Context
As part of an internal WAF module for Cloudflare in Terraform
, I had to implement a rule to exclude bots from accessing and scraping certain domains. Since it is a module, the implementation doesn’t know which domains are specified, therefore the resource definition has to be generic enough to accommodate any number of different domains.
Solution
After several iterations and failures, I landed on an implementation leveraging the following Terraform
string functions:
- formatlist: Produces a list of strings by applying a format to a list of inputs values
- join: Produces a single string by concatenating multiple strings
Building a filter matching variable number of domains
To build the section of the filter that matches a single domain, we can use:
"http.host contains \"example\""
This is where the formatlist
function comes into play. Since the number of domains is only known during module invocation, we need a more complex expression that matches incoming traffic trying to reach any of the domains:
formatlist("http.host contains \"%s\"", var.domains_without_bots)
The expression above will generate a new list where each string is of the form
http.host contains \"<domain>\"
The above list is not a valid filter expression. We need to combine these strings into a coherent filter expression, by using the join
function
join(" or ", formatlist("http.host contains \"%s\"", var.domains_without_bots))
Which would generate:
http.host contains \"<domain1>\" or http.host contains \"<domain2>\"
Lastly the filter only makes sense when the traffic is coming from a bot and the filter expression becomes:
"(cf.client.bot and (${join(" or ", formatlist("http.host contains \"%s\"", var.domains_without_bots))}))"
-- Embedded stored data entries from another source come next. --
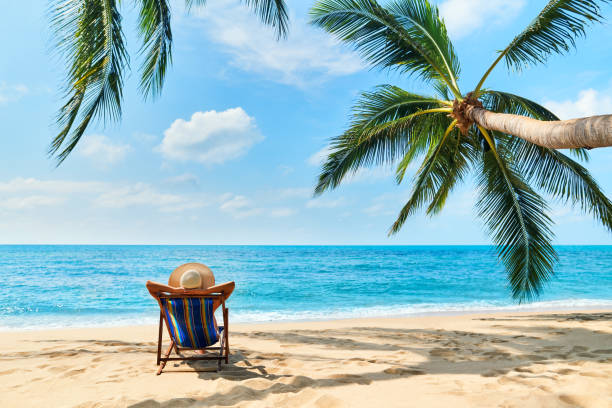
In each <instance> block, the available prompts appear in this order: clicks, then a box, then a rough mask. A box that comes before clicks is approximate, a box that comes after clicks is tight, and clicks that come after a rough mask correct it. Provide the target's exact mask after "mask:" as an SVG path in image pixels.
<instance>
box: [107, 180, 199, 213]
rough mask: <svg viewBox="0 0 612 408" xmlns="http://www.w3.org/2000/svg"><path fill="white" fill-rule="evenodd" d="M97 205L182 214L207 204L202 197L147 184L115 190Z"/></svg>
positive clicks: (140, 184) (112, 207)
mask: <svg viewBox="0 0 612 408" xmlns="http://www.w3.org/2000/svg"><path fill="white" fill-rule="evenodd" d="M95 202H96V204H97V205H99V206H101V207H107V208H125V207H131V206H152V207H156V208H159V209H160V211H163V212H180V211H184V210H190V209H194V208H201V207H204V206H205V205H206V203H207V200H205V198H204V197H201V196H183V195H179V194H168V193H163V192H160V191H157V190H156V189H155V188H153V187H152V186H150V185H148V184H145V183H136V184H134V185H129V186H124V187H119V188H115V189H113V190H110V191H107V192H105V193H102V194H100V195H99V196H98V197H97V198H96V200H95Z"/></svg>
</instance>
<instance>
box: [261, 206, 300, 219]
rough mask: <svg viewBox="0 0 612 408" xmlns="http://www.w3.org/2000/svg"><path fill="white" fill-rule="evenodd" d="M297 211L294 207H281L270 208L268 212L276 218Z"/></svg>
mask: <svg viewBox="0 0 612 408" xmlns="http://www.w3.org/2000/svg"><path fill="white" fill-rule="evenodd" d="M296 213H297V211H296V210H294V209H293V208H287V207H280V208H272V209H270V211H269V212H268V215H269V216H270V217H274V218H281V217H290V216H292V215H294V214H296Z"/></svg>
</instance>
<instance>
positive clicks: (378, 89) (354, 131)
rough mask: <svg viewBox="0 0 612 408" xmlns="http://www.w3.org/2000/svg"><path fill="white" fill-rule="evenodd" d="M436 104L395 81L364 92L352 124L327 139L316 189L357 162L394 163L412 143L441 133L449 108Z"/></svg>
mask: <svg viewBox="0 0 612 408" xmlns="http://www.w3.org/2000/svg"><path fill="white" fill-rule="evenodd" d="M439 106H440V102H439V101H438V100H436V99H434V98H430V97H426V96H422V95H417V94H412V93H409V92H406V91H403V90H402V89H400V88H397V87H391V86H382V87H379V88H377V89H376V90H375V91H373V92H365V93H363V94H362V96H361V98H360V100H359V102H358V103H357V104H356V106H355V109H354V114H353V121H352V123H351V126H350V127H349V129H348V130H347V131H346V132H344V133H343V134H342V135H340V136H338V137H336V138H334V139H332V141H331V143H330V152H331V153H330V154H329V156H328V158H327V160H326V162H325V163H324V164H323V168H322V171H321V173H320V175H319V181H318V184H317V186H316V188H315V193H316V194H321V193H322V192H324V191H325V190H327V189H329V188H335V187H337V186H338V185H339V184H340V183H341V181H342V180H343V178H344V177H345V176H346V175H347V174H350V173H352V172H355V171H357V169H358V168H359V167H361V166H371V165H380V164H390V163H393V162H394V161H395V160H397V159H398V158H400V157H402V156H403V155H404V154H405V153H406V151H408V149H409V148H410V147H411V146H414V145H415V144H422V145H423V146H424V148H426V146H427V143H428V140H429V139H428V138H429V137H430V135H432V134H436V133H439V134H442V132H444V129H445V128H446V126H448V123H449V122H450V118H448V116H447V115H448V113H447V112H446V111H447V110H448V108H439ZM442 109H443V110H444V111H443V112H442V111H438V110H442ZM432 111H433V112H432ZM423 138H425V139H423Z"/></svg>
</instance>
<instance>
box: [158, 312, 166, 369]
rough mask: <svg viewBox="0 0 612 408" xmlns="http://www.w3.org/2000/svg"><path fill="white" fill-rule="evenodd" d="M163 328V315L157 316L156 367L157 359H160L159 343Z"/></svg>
mask: <svg viewBox="0 0 612 408" xmlns="http://www.w3.org/2000/svg"><path fill="white" fill-rule="evenodd" d="M163 326H164V315H163V314H161V313H160V314H159V335H158V336H157V365H159V358H160V357H161V341H162V333H163Z"/></svg>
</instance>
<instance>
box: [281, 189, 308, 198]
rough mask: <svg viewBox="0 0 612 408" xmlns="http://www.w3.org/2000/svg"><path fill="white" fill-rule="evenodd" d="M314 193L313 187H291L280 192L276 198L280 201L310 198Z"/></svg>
mask: <svg viewBox="0 0 612 408" xmlns="http://www.w3.org/2000/svg"><path fill="white" fill-rule="evenodd" d="M312 193H313V188H312V187H290V188H284V189H282V190H279V191H278V192H277V193H276V197H277V198H279V199H291V198H309V197H311V196H312Z"/></svg>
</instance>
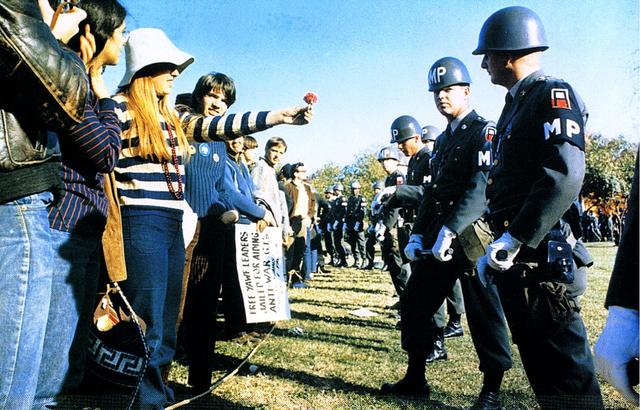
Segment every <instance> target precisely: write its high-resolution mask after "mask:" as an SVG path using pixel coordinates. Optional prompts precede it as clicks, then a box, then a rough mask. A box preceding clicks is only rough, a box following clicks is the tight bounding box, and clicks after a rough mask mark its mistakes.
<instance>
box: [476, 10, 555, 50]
mask: <svg viewBox="0 0 640 410" xmlns="http://www.w3.org/2000/svg"><path fill="white" fill-rule="evenodd" d="M547 48H549V46H548V45H547V35H546V34H545V32H544V26H543V25H542V21H541V20H540V17H538V15H537V14H536V13H535V12H534V11H533V10H530V9H528V8H526V7H521V6H513V7H506V8H504V9H501V10H498V11H496V12H495V13H493V14H492V15H491V16H489V18H488V19H487V21H485V22H484V24H483V25H482V29H481V30H480V36H479V38H478V48H476V49H475V50H474V51H473V54H485V53H486V52H487V51H523V50H530V51H542V50H546V49H547Z"/></svg>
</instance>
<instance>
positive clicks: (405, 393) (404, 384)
mask: <svg viewBox="0 0 640 410" xmlns="http://www.w3.org/2000/svg"><path fill="white" fill-rule="evenodd" d="M424 373H425V357H424V355H421V354H415V353H409V365H408V366H407V374H405V376H404V377H403V378H402V379H400V380H399V381H398V382H397V383H385V384H383V385H382V387H381V388H380V393H381V394H389V395H393V396H419V397H421V398H425V399H429V394H430V389H429V384H427V380H426V378H425V376H424Z"/></svg>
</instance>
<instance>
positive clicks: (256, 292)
mask: <svg viewBox="0 0 640 410" xmlns="http://www.w3.org/2000/svg"><path fill="white" fill-rule="evenodd" d="M236 264H237V267H238V269H237V270H238V280H239V282H240V289H241V291H242V297H243V299H244V310H245V313H246V316H247V323H258V322H271V321H275V320H287V319H290V318H291V311H290V310H289V297H288V294H287V278H286V275H285V264H284V255H283V252H282V230H281V228H273V227H269V228H266V229H265V230H264V231H263V232H261V233H259V232H258V231H257V230H256V225H255V224H237V225H236Z"/></svg>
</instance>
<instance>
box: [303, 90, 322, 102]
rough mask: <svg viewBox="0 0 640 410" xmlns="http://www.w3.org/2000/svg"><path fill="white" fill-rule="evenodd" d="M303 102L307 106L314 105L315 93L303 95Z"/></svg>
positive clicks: (309, 92)
mask: <svg viewBox="0 0 640 410" xmlns="http://www.w3.org/2000/svg"><path fill="white" fill-rule="evenodd" d="M303 100H304V102H306V103H307V104H315V103H317V102H318V96H317V95H316V93H314V92H313V91H309V92H308V93H306V94H305V95H304V98H303Z"/></svg>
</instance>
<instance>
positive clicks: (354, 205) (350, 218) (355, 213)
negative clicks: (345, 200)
mask: <svg viewBox="0 0 640 410" xmlns="http://www.w3.org/2000/svg"><path fill="white" fill-rule="evenodd" d="M366 210H367V201H366V200H365V199H364V197H363V196H362V195H351V196H350V197H349V200H348V201H347V214H346V216H345V222H346V224H347V229H348V230H350V231H358V232H361V231H362V230H363V227H364V216H365V214H366V212H367V211H366ZM356 225H357V226H356Z"/></svg>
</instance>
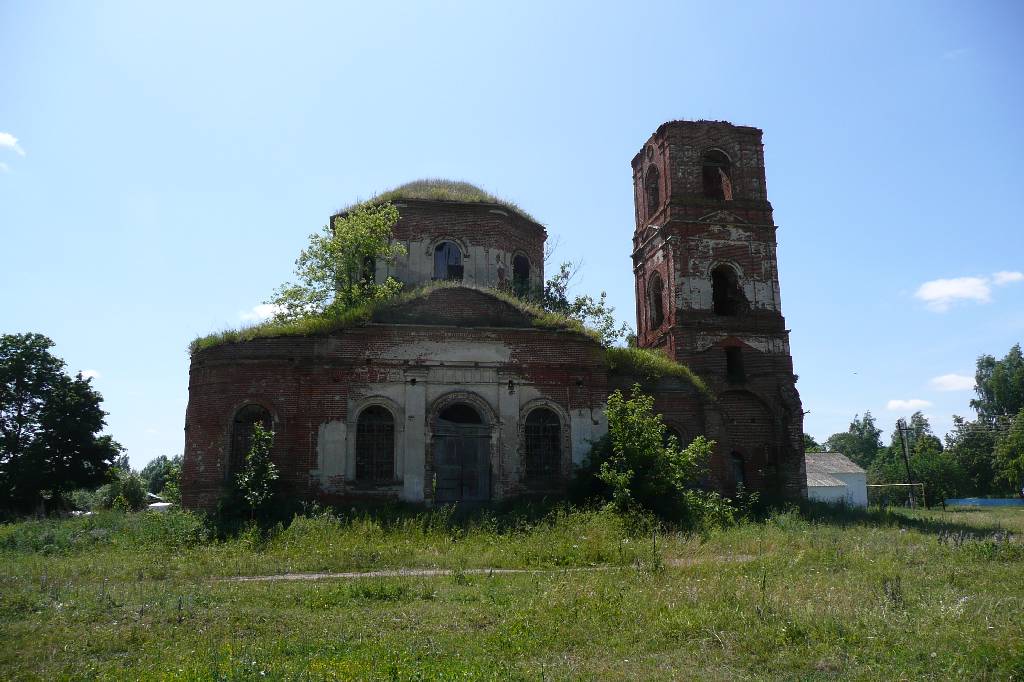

Final Terraform definition
Combining everything above the filter definition looks as follows:
resource "cloudflare_filter" "domains_without_bots" {
zone_id = var.zone_id
description = "Filter bots trying to access domains: ${join(", ", var.domains_without_bots)}"
expression = "(cf.client.bot and (${join(" or ", formatlist("http.host contains \"%s\"", var.domains_without_bots))}))"
}
Which is then used as part of the Cloudflare firewall rule definition, by referencing the filter id
dynamically:
resource "cloudflare_firewall_rule" "domains_without_bots" {
zone_id = var.zone_id
description = "Block bots trying to access domains: ${join(", ", var.domains_without_bots)}"
filter_id = cloudflare_filter.domains_without_bots.id
action = "block"
}
Invoking the module would then look like:
module "waf" {
source = "/path/to/cloudflare/waf"
zone_id = var.zone_id
domains_without_bots = [
"example.com",
"test.example.io"
]
}